Alessio miraba a su madre: aquella mujer en bata con los hombros curvos había envejecido, desde luego, estaba pálida y debilitada, aquella mujer con los ojos llenos de tristeza, que ahora cerraba los párpados para no seguir viendo.
No se había percatado aún de que su madre era una mujer con demasiadas preocupaciones y demasiado cansada para aguantar encima sus gilipolleces. Bastaba con el desgraciado de su padre, bastaba con el mundo bastardo para causarle daño. Lo que a él le tocaba, quizá, era hacerla feliz.

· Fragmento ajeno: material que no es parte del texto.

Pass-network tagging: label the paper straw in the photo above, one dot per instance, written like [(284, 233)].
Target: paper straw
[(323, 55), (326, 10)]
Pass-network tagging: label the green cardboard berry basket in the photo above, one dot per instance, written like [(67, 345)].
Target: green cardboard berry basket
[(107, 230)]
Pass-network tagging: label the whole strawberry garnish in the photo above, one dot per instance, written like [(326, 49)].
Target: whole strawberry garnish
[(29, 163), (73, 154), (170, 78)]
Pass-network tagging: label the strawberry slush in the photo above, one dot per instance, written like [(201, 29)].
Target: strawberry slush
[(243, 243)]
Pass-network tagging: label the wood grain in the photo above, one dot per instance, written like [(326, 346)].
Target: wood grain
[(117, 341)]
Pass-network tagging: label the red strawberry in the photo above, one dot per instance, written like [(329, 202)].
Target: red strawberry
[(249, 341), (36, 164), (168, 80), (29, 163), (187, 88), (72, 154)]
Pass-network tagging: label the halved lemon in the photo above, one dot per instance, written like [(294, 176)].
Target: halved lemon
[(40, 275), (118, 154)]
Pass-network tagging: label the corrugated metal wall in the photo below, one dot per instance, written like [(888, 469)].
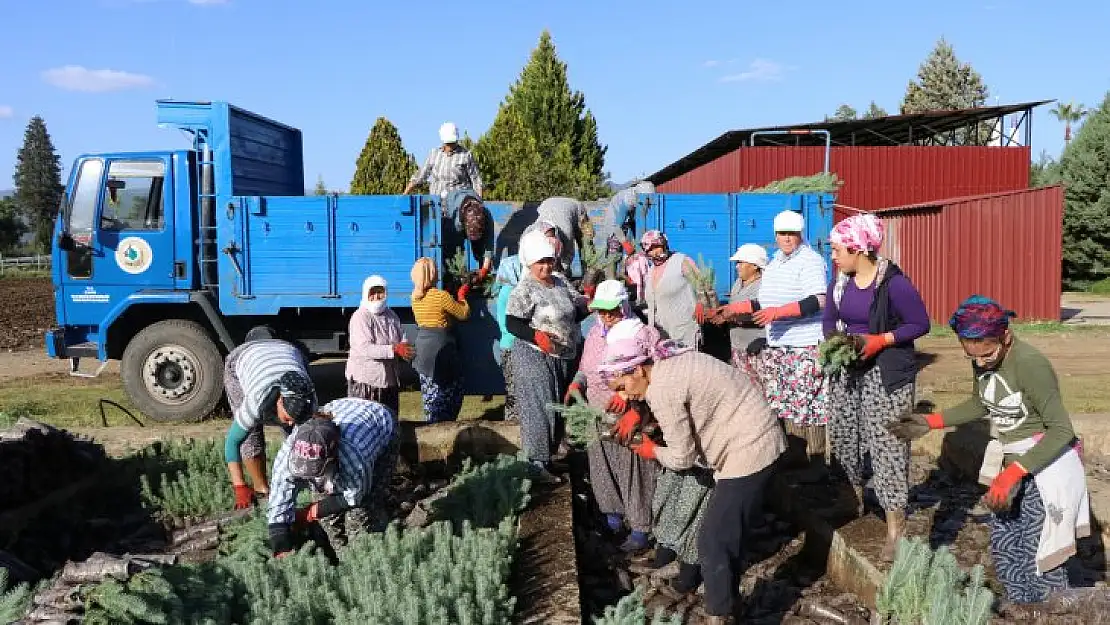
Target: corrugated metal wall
[(1005, 245), (873, 178)]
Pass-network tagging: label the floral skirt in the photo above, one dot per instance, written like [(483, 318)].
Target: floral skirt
[(794, 385)]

—Mamá —reunió valor—, vuélvete a la cama y por favor no me preguntes nada. Te juro que no tienes por qué preocuparte.
Sandra seguía con los ojos cerrados, en silencio.
—Mamá —dijo—, perdona si estoy tan sucio…
Tomó entre sus brazos aquel cuerpo, lo estrechó contra él como un niño o una novia. Le hizo notar, pese a su espalda hecha trizas, toda su fuerza.
—No te pregunto nada —dijo Sandra, meneando la cabeza—, pero tú prométeme…
—¡Chisss! —dijo Alessio, que no quería escucharla.
—Prométeme —repitió Sandra, mientras le iba volviendo la belleza al rostro— que ésta es la última vez que vas a hacer no sé qué de noche.
Alessio se rió. Se rieron juntos, abrazados y cansados, a la luz de la bombilla que colgaba del techo y del alba que estaba surgiendo. En aquel momento, por detrás del ángulo de la puerta, apareció Anna. No dijo nada. Permaneció allí, limpia y descalza. Los miraba, sin ser vista, como un pequeño ángel en pijama veraniego. En su alfabeto, aquello era algo muy hermoso. La imagen de su madre con el rostro en el hueco que quedaba entre el cuello y el hombro de su hermano, era tal vez la más hermosa. Algo por lo que merecía la pena, en la vida, no hacer trampas.